Ma Teddy quando lo avevi conosciuto?
«Nel 1962, avevo appena compiuto 17 anni, avevo avuto anche io le mie storielline, e lui per me era il Signor Ferruccio, il Patron del Cantagiro. Poi ci siamo innamorati e a un certo punto gli dissi, guarda, io non ne posso più, se vuoi che ci sposiamo, datti da fare, vai in Messico e prova. Lui partì e quando tornò io stavo facendo il Cantagiro. Da lontano agitò un foglietto e capii che anche quell’ostacolo lì era saltato. Aveva divorziato. Persi la testa e corsi ad abbracciarlo».
(...)
E come ti trovavi negli Stati Uniti?
«Ho fatto cinque volte l’Ed Sullivan Show e una volta mi esibii dopo Duke Ellington e Ella Fitzgerald. Insomma, avevo avuto un momento di grande popolarità».
E però hai ubbidito.
«Non potevo fare altrimenti. Per la legge italiana la maggiore età era a 21 anni, e io ne avevo 19, ho dovuto fare buon viso a cattivo gioco. Ma ho capito che là il talento vale davvero».
(...)
Come è stato il tuo matrimonio?
«Quando ci siamo sposati tu non lo sai, ma il papà ha fatto un casino. Non è mica venuto al matrimonio. C’era mio zio a far da testimone e ad accompagnarmi all’altare. Mio padre ha capito che con Teddy ci volevamo bene solo quando è nato Alex, a Londra, il mio figlio maggiore. È solo lì che abbiamo fatto pace».

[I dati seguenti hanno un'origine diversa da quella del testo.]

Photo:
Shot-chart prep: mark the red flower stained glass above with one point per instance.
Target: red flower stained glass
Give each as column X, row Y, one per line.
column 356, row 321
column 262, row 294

Ma agli inizi, quando tu eri sconosciuta, fu tuo papà ad iscriverti al Festival degli Sconosciuti ad Ariccia...
«Sì, è vero, e ci fu anche una grande litigata del papà con la mamma. Lei disse: ma come andiamo a Roma, con quali soldi? E lui: “Hai messo da parte i soldi per il frigorifero, no?” – perché avevamo ancora la ghiacciaia con l’omino che portava il ghiaccio – “il futuro di nostra figlia non vale almeno il frigorifero?”».
A un certo punto hai smesso di cantare, per otto anni sei scomparsa e sei andata a vivere in Spagna, nel silenzio.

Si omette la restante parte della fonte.